Women's Swimming and Diving Championships Preview

Feb. 15, 2005

The 2005 edition of the Big Ten Conference women's swimming and diving championships returns to the campus of Indiana University and the Counsilman-Billingsley Aquatic Center for the first time since 2001. Last years championships featured a close team competition which saw the Michigan Wolverines edge out the Nittany Lions of Penn State by only 14 points to claim the title. This year, the host Hoosiers will try to win their second championship in the last three years after claiming the 2003 crown. In addition, Indiana will attempt to become the first school to win a championship in its home pool since Minnesota in 1999.

Individually, the 2005 championships will feature seven swimmers in 12 different events who qualified as "A" standards for the NCAA championships in March. The 2005 meet will also feature a slight rule change. For the first time neutral judges will be used for the diving competition. The Big Ten is the first conference to go neutral diving judges. In the past coaches from each team made up the diving judge panel.

Illinois Fighting Illini

Barbie Viney leads the way for the Illini in the freestyle events. Currently she ranks first on her team in the 50 (23.55), 100 (50.26), 200 (1:50.14) and 500 (4:56.09) yard freestyle. In the conference ranks she stands in the top 12 of all of those events. Meghan Farrell and Kristin Koepecke are Illinois' other top freestyle entries with Koepecke being U of I's top performer in the 1000 (10:09.82) and 1650 (16:55.36) meter freestyle.

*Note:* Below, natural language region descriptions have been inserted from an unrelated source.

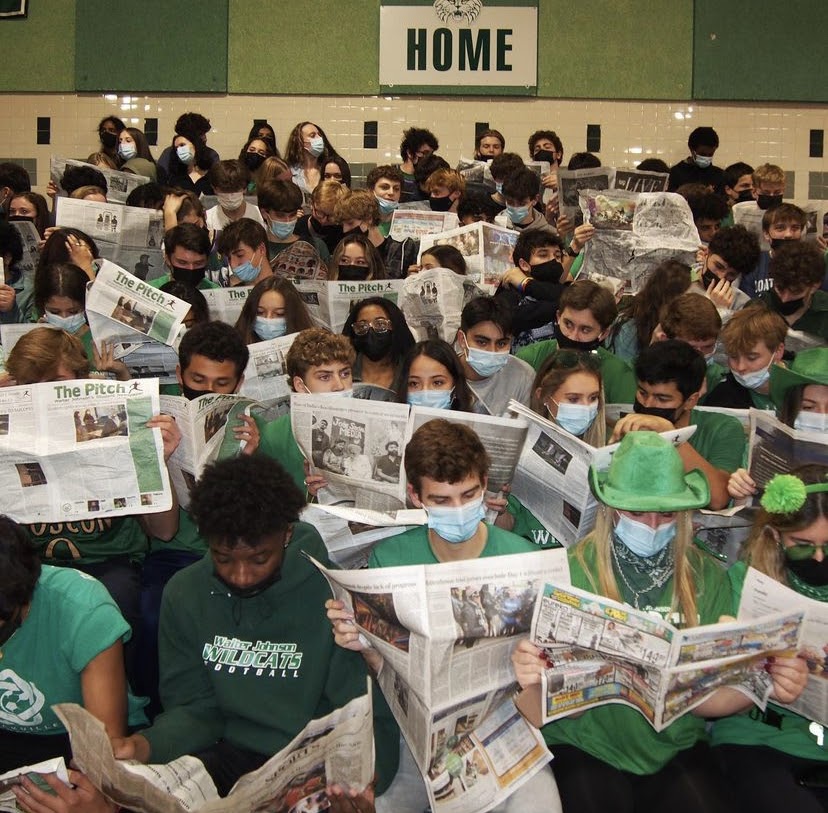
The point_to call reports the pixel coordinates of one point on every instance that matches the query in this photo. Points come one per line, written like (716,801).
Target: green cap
(646,473)
(809,367)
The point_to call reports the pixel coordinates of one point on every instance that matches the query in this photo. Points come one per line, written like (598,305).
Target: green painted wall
(39,50)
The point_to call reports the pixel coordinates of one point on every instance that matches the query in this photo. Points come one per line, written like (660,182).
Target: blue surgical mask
(456,524)
(435,399)
(282,228)
(517,214)
(575,418)
(316,146)
(270,328)
(643,540)
(71,324)
(387,206)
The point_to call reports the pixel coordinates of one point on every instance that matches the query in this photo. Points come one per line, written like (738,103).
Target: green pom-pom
(784,494)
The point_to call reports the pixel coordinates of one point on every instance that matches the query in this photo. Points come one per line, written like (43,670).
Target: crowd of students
(165,606)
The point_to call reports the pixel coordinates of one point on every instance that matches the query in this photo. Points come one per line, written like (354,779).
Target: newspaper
(603,651)
(329,303)
(142,322)
(413,223)
(635,232)
(445,633)
(762,595)
(128,236)
(551,478)
(433,300)
(776,448)
(265,377)
(337,748)
(119,184)
(81,449)
(486,248)
(206,424)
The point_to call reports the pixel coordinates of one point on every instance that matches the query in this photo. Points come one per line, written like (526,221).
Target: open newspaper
(206,424)
(329,303)
(762,595)
(551,476)
(433,300)
(77,450)
(603,651)
(446,633)
(486,248)
(635,232)
(129,236)
(337,748)
(143,323)
(119,184)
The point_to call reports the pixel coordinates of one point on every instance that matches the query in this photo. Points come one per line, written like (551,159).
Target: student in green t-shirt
(641,553)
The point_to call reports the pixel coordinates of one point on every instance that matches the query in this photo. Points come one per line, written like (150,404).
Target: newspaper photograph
(486,248)
(81,449)
(129,236)
(762,595)
(206,425)
(635,232)
(445,634)
(415,223)
(119,184)
(357,445)
(329,303)
(335,749)
(603,651)
(433,300)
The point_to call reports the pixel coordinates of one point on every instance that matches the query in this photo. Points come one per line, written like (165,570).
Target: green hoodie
(254,671)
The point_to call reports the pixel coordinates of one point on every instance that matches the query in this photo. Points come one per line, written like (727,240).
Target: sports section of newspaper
(337,748)
(445,633)
(77,450)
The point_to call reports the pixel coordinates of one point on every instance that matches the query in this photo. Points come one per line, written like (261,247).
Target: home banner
(459,46)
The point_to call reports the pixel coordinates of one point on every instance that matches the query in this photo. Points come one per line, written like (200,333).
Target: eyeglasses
(379,325)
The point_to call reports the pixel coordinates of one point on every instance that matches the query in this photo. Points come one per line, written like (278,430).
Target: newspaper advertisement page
(337,748)
(603,651)
(128,236)
(762,595)
(225,304)
(81,449)
(329,303)
(206,424)
(354,444)
(119,184)
(446,633)
(635,232)
(486,248)
(414,223)
(433,300)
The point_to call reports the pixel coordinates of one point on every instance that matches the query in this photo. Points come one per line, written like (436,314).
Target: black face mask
(810,571)
(786,308)
(253,160)
(768,201)
(373,345)
(550,271)
(668,413)
(109,140)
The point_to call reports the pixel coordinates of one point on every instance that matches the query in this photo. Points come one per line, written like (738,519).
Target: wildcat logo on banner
(459,46)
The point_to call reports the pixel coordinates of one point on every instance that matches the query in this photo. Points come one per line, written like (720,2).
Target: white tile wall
(631,131)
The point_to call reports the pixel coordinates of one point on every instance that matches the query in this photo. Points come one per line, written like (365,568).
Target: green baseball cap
(646,473)
(809,367)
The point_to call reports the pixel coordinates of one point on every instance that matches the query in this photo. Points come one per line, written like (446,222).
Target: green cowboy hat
(647,474)
(809,367)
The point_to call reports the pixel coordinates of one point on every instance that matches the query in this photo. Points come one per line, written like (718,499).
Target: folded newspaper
(603,651)
(337,748)
(79,450)
(445,633)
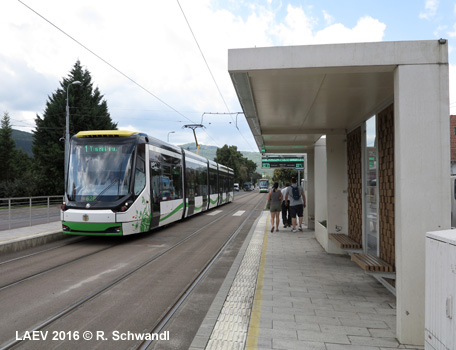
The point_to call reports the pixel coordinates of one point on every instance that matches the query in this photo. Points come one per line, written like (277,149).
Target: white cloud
(152,44)
(430,9)
(328,18)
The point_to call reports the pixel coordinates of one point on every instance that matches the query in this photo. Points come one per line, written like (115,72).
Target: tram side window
(203,181)
(212,182)
(191,179)
(177,181)
(140,171)
(221,183)
(155,180)
(166,188)
(227,184)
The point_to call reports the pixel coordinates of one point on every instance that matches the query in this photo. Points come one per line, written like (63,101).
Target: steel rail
(117,280)
(192,285)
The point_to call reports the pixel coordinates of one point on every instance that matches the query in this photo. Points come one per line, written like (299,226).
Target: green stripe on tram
(93,228)
(178,208)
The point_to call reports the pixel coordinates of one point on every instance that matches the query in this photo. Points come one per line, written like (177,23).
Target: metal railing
(28,211)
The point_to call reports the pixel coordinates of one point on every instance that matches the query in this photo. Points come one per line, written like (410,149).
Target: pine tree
(7,145)
(88,111)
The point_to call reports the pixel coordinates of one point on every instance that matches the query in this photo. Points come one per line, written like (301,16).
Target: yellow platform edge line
(254,326)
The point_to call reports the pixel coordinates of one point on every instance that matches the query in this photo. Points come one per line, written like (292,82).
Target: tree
(243,168)
(7,146)
(88,111)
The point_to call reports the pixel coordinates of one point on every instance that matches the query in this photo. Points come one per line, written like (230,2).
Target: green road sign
(282,162)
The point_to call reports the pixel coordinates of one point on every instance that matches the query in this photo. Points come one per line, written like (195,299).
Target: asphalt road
(37,288)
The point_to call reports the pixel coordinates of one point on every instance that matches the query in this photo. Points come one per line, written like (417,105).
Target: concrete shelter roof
(293,95)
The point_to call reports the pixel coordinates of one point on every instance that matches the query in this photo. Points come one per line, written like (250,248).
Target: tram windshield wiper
(107,188)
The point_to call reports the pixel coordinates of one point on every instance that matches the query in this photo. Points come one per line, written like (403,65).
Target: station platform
(283,291)
(30,236)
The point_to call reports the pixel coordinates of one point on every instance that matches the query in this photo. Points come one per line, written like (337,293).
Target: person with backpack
(275,206)
(286,216)
(297,198)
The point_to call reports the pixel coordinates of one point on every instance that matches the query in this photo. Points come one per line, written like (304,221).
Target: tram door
(155,174)
(190,178)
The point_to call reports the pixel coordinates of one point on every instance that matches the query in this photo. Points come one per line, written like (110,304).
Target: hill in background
(24,141)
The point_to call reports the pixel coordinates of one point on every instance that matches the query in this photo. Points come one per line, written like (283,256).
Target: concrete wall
(321,207)
(422,196)
(337,183)
(310,190)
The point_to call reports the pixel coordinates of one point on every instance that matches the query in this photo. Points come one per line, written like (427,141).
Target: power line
(210,71)
(106,62)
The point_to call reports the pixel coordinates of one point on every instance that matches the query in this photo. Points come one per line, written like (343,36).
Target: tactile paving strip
(231,328)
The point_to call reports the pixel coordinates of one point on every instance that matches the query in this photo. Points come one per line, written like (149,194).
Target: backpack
(295,193)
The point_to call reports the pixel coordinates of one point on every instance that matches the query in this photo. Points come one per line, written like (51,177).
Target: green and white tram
(122,183)
(264,185)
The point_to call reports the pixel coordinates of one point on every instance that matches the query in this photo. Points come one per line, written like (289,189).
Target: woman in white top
(275,199)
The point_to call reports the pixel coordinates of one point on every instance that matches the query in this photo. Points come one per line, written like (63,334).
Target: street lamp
(171,132)
(67,132)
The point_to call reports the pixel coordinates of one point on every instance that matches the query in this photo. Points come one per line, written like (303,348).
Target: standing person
(286,215)
(275,205)
(297,198)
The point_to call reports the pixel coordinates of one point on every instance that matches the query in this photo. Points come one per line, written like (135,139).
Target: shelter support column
(337,183)
(321,210)
(310,194)
(422,196)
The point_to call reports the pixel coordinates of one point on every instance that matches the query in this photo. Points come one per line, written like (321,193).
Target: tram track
(11,284)
(166,318)
(116,281)
(37,274)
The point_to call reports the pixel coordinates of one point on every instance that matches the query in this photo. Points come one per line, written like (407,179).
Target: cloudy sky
(165,82)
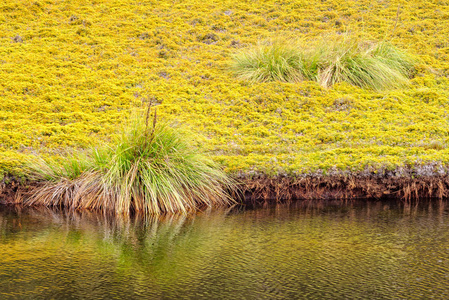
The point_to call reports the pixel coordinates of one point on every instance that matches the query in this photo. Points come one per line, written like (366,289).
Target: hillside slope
(72,71)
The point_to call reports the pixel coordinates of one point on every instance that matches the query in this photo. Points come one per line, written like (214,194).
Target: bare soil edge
(264,189)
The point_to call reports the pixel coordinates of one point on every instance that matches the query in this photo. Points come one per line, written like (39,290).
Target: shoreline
(263,189)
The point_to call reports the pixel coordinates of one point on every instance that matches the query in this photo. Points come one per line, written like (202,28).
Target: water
(302,251)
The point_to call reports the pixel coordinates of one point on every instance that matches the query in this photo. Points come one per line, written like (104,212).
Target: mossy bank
(71,72)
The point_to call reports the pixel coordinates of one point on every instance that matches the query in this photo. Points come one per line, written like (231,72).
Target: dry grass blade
(144,172)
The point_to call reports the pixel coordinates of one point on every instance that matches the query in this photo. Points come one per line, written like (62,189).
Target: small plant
(150,169)
(377,66)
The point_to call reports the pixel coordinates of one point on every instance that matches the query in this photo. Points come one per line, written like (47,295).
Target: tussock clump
(278,60)
(377,66)
(152,170)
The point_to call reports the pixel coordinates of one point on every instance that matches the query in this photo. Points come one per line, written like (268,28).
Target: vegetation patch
(80,67)
(377,66)
(150,169)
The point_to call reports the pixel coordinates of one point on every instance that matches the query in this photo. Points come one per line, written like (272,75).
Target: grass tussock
(378,66)
(271,61)
(150,169)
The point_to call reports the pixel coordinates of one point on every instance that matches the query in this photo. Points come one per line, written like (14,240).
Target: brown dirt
(276,190)
(285,189)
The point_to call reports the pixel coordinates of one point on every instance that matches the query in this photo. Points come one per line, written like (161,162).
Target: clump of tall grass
(377,66)
(270,61)
(150,169)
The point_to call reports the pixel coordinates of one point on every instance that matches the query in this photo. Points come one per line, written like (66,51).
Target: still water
(301,251)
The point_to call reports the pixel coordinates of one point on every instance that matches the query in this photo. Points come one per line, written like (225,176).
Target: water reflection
(301,250)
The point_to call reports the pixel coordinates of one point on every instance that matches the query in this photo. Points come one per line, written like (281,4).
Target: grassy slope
(83,65)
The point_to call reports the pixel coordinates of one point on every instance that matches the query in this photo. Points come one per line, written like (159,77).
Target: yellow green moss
(71,72)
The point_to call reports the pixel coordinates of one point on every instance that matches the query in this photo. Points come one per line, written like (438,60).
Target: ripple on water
(371,250)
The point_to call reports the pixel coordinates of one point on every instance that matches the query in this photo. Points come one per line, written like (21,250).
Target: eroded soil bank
(264,189)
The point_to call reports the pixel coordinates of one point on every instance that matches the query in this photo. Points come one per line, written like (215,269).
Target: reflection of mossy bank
(286,251)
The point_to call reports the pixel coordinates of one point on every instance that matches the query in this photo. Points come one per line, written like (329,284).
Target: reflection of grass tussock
(377,66)
(152,170)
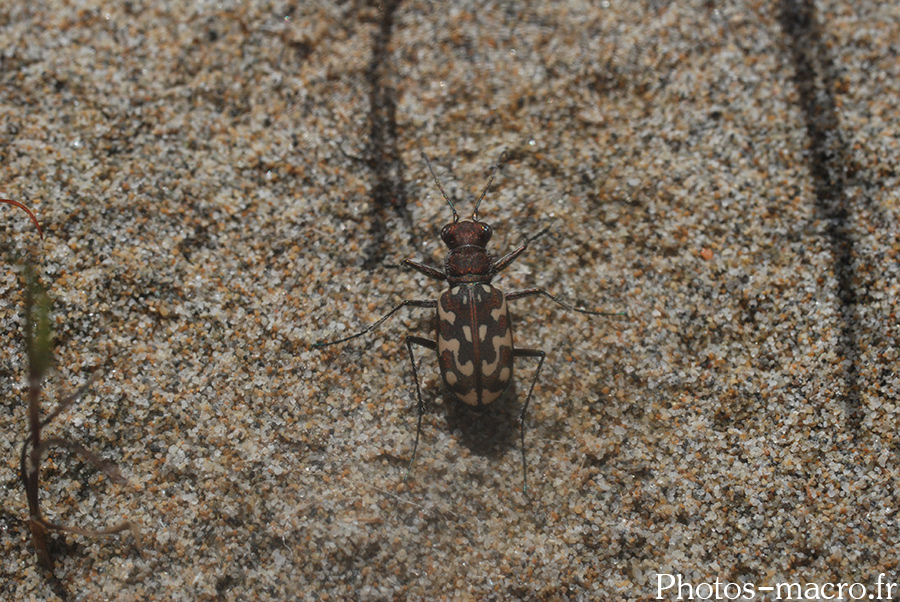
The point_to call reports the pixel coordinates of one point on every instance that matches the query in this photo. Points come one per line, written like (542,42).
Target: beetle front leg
(530,292)
(528,353)
(420,405)
(504,262)
(429,303)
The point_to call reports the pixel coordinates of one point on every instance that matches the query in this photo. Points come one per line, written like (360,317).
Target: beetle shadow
(488,432)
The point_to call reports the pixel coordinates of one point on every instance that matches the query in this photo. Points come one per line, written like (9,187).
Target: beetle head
(468,232)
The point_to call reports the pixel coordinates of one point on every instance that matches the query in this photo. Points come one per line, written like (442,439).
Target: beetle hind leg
(420,405)
(542,356)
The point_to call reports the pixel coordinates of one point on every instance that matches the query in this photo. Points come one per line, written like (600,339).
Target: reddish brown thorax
(468,261)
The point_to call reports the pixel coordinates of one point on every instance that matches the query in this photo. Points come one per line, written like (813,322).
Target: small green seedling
(39,350)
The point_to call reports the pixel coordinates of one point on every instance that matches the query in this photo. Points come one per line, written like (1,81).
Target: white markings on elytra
(447,316)
(467,369)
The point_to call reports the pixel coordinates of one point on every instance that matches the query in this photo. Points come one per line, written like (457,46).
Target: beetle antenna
(490,181)
(441,188)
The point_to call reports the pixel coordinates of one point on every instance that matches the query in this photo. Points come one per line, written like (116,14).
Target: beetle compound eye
(447,235)
(486,233)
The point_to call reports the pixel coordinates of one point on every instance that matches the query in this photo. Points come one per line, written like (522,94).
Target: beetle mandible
(474,331)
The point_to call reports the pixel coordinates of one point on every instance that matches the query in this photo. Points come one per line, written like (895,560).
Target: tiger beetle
(474,331)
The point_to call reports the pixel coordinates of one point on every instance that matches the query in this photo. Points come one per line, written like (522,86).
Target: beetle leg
(428,303)
(528,353)
(503,263)
(425,269)
(420,405)
(28,211)
(530,292)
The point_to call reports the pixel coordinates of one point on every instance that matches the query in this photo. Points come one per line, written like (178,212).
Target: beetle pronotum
(474,331)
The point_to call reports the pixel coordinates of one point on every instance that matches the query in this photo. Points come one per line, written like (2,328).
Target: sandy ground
(223,184)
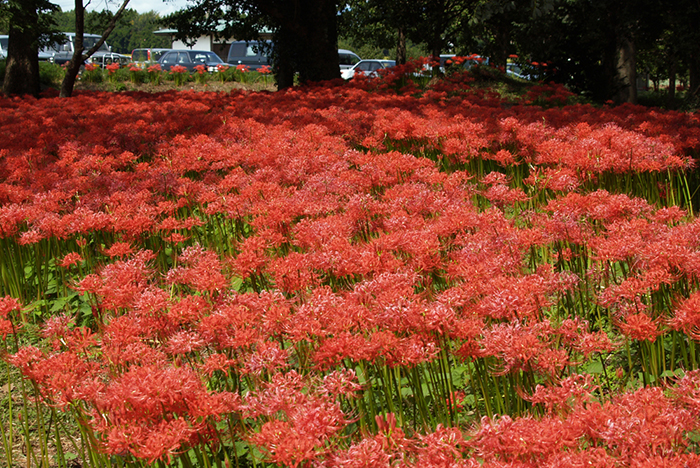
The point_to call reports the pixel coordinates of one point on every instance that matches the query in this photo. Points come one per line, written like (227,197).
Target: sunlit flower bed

Trisha Lakatos is fifth in the league in the 100-yard breaststroke and sixth in the 200-yard with times of 1:03.66 and 2:18.26 respectively. In the butterfly events, Illinois features a deep trio in the 100-yard and 200-yard fly. Christina Brunka, Michelle Grandcollas and Jessica Rothenberg posted season best times of 56.70 for Brunka, 58.64 for Grandcollas and 58.77 for Rothenberg in the 100 yard event. Rothenberg, Viney and Grandcolas all posted top times in 2004-05 in the 200-yard butterfly within two seconds of each other. Rothenberg's top time was 2:08.01, Viney topped out at 2:09.48 and Grandcolas at 2:09.90. In addition, both of Illinois' freestyle relay teams posted good top times this season with a 1:35.20 in the 200-yard freestyle relay and a 3:26.27 in the 400-yard freestyle relay. On the boards, Jackie Bain and Abbey Bernardo are solid in all three diving events

Indiana Hoosiers

The Hoosiers will have home pool advantage at this year's championships in their attempt to win their second Big Ten Conference title in three years. Junior Kristen Bradley is at the top of the books in five different events: 500-yard freestyle (4:53.72), 100-yard breaststroke (1:08.12), 200-yard breaststroke (2:21.68), 200-yard individual medley (2:03.35) the 400-yard individual medley (4.18.94). Joining Bradley to lead her team in multiple events is Leila Vaziri, who turned in the top times in four separate events during the 2004-05 campaign. The sophomore is the top entry for IU in the 100-yard freestyle (51.10), 200-yard freestyle (1:49.88), the 100-yard backstroke (54.83) and the 200-yard backstroke (2:00.76).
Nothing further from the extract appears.